Título: Escândalo do mensalão desnuda vícios da política
Autor: Israel Tabak
Fonte: Jornal do Brasil, 07/08/2005, País, p. A4
De Rondônia ao Rio Grande do Sul, em estados ricos e pobres, em grande metrópoles ou cidades minúsculas, o escândalo do mensalão está fazendo aflorar toda sorte de desmandos. Não é preciso ir muito longe para descobrir histórias escabrosas ou apenas curiosas de como os vícios do dia-a-dia estão enraizados na cultura política brasileira. Em São João de Meriti, na periferia do Rio, por exemplo, o episódio do mensalão provocou alarme não em conhecidos financiadores de campanhas, mas em parte da população mais pobre que costuma aproveitar a época das eleições para também tentar fazer caixa.

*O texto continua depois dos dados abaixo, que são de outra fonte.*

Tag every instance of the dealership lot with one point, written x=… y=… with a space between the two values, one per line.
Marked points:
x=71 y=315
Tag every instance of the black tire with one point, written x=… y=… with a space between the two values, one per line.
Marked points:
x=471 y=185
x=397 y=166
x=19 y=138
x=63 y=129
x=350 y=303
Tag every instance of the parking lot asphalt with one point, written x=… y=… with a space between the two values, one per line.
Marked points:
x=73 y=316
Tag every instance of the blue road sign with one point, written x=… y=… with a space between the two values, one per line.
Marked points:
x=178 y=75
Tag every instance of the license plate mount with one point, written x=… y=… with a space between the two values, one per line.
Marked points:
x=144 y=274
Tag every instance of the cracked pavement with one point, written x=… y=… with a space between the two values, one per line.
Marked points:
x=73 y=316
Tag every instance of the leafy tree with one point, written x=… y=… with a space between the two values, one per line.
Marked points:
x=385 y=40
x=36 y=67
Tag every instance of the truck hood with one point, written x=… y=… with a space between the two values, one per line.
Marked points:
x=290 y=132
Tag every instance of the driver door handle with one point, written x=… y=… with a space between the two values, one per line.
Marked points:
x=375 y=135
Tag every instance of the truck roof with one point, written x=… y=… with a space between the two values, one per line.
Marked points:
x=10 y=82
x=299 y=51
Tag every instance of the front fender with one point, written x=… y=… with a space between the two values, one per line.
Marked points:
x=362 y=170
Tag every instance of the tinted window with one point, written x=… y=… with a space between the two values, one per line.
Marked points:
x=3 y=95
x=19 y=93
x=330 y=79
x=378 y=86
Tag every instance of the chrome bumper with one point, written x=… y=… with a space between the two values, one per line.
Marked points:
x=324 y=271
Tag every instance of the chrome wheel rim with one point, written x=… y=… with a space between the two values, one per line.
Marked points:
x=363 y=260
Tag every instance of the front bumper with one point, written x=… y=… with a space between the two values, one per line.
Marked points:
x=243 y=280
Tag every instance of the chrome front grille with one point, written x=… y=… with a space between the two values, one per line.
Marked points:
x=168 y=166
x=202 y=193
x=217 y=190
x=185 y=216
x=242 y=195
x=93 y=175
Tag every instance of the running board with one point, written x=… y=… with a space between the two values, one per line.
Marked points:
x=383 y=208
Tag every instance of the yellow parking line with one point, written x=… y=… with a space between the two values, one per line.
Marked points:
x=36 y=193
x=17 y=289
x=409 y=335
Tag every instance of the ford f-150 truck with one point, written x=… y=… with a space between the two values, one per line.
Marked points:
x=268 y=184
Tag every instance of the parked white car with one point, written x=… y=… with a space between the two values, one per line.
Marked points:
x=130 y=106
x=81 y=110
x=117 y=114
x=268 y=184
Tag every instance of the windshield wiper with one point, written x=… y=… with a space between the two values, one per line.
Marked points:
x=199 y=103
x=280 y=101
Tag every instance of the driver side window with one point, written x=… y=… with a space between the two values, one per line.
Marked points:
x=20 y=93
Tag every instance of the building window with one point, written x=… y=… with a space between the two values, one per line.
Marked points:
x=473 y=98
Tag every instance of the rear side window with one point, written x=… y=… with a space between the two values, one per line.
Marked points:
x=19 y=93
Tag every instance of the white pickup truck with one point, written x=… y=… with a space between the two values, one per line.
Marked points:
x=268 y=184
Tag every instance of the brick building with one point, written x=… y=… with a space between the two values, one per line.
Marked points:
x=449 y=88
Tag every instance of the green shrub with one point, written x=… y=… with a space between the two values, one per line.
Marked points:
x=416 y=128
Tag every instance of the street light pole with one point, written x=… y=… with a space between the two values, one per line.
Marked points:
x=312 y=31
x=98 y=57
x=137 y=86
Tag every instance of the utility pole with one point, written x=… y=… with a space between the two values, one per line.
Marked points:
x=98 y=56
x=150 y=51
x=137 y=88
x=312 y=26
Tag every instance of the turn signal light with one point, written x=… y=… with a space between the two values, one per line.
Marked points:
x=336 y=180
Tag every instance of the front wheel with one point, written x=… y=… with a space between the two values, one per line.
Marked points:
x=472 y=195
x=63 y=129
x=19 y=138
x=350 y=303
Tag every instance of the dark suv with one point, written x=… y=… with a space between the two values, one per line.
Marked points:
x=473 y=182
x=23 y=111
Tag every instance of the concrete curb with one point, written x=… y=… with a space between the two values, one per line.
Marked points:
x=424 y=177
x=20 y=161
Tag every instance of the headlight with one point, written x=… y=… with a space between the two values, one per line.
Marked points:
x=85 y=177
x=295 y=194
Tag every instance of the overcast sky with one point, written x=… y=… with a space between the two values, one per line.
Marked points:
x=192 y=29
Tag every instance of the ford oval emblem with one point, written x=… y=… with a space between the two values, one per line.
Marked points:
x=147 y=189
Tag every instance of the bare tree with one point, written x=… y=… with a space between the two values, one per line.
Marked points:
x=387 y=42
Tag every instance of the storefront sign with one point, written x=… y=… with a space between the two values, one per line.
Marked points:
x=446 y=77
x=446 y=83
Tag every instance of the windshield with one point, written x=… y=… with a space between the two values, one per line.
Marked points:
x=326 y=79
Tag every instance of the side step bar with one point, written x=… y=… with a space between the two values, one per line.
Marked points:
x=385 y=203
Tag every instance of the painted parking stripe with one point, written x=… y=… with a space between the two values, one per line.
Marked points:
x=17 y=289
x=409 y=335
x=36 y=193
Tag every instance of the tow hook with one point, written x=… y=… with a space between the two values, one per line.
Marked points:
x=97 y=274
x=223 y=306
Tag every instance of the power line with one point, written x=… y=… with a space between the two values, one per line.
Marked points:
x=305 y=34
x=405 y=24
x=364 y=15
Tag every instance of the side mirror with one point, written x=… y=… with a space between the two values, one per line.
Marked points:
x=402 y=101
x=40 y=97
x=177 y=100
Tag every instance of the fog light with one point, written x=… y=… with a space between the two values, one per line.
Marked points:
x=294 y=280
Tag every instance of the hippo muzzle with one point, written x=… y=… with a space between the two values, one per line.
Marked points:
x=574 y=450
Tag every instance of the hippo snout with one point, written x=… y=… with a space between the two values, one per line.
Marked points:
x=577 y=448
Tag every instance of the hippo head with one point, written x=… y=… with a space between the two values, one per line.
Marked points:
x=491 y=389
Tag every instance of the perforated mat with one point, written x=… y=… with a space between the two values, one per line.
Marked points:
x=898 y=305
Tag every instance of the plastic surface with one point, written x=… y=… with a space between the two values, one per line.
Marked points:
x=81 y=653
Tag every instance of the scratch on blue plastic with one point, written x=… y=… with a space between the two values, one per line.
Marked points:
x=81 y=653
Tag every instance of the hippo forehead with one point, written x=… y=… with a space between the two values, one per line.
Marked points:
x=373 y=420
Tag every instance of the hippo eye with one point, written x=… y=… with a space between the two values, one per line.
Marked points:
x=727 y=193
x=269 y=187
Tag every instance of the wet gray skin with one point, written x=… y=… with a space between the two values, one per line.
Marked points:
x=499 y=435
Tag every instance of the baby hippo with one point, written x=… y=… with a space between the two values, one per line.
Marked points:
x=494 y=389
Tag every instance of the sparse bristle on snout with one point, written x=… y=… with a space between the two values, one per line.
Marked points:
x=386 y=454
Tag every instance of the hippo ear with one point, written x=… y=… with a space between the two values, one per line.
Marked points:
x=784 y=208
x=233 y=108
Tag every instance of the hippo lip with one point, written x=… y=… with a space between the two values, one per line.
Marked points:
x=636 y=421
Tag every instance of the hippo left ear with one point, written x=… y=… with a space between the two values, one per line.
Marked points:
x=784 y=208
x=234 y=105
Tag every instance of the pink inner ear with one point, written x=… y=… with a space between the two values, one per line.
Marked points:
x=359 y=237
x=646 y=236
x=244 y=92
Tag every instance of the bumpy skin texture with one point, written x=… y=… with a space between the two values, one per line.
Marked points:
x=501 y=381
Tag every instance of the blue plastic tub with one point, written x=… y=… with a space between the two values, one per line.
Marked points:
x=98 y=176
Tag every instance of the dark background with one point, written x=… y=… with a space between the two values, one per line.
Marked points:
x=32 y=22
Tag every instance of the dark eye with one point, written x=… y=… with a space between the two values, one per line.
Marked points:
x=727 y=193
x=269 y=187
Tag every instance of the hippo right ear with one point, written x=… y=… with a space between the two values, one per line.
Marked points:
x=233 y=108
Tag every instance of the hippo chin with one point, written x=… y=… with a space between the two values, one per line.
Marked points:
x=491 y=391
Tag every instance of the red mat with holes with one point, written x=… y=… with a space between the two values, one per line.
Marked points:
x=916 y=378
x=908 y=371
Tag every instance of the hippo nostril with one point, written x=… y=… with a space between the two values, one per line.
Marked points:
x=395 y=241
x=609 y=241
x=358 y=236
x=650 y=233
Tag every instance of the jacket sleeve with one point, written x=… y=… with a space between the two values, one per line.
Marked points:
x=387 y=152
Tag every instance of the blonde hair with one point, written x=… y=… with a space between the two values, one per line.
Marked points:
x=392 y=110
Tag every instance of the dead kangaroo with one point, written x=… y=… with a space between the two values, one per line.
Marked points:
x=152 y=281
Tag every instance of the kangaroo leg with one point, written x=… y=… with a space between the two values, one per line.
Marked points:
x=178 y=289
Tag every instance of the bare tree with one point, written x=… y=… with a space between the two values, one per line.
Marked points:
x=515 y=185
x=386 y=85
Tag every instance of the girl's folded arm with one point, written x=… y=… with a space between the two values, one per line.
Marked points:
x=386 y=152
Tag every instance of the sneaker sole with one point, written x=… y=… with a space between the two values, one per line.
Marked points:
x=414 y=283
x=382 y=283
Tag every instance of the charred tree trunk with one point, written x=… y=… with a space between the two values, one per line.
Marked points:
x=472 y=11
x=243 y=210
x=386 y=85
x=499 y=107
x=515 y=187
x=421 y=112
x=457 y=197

São os falsos cabos eleitorais que, na verdade, se constituem no eleitorado pago pelo candidato para alcançar os votos suficientes. Com a ajuda do título, os votos são conferidos urna a urna. Quem não votou não recebe a gratificação prometida. Ligado aos movimentos sociais da Igreja Católica, o ativista Jorge Florêncio conta que tem ouvido de gente pobre comentários preocupados sobre as ameaças que estariam pairando sobre esta compra de votos disfarçada, já que os políticos estariam mais temerosos após a explosão do escândalo do mensalão.
- A época da eleição é o único momento em que a população mais pobre - a esmagadora maioria do povo brasileiro - pode fazer algum tipo de barganha com os políticos fisiológicos - explica o sociólogo Orlando Alves Júnior que fez sua tese de doutorado sobre democracia e governo local, estudando a Região Metropolitana do Rio.
A desigualdade social alimenta essa máquina. Como não se sente portadora de direitos, a população tenta negociar, pelo melhor preço possível, o seu voto.
- O objetivo é ''arrancar'' algo do político, que, naquele momento, se torna dependente do eleitor - analisa Orlando.
São João é uma cidade-dormitório onde moram pessoas que não conseguiram se fixar mais perto do Rio. O tamanho das carências ajuda a consolidar uma aliança perversa entre a política clientelista e um eleitorado que reflete desigualdades sociais gigantescas.
Nessas cidades muito pobres, onde a maioria da população não se sente portadora de direitos, a máquina política se torna ainda mais vulnerável ao poder dos principais grupos econômicos locais, como empresas de transporte, empreiteiras, loteadores e casas de saúde.
- Não se pode generalizar e colocar todos no mesmo saco, mas há lobbies que se tornam financiadores e às vezes corruptores de políticos. O objetivo é tornar a máquina pública um campo de bons negócios para esses grupos, geralmente em detrimento do bem comum. É uma transferência de renda negativa. Os mais ricos sugam o dinheiro da maioria de pobres do município - analisa Orlando Júnior.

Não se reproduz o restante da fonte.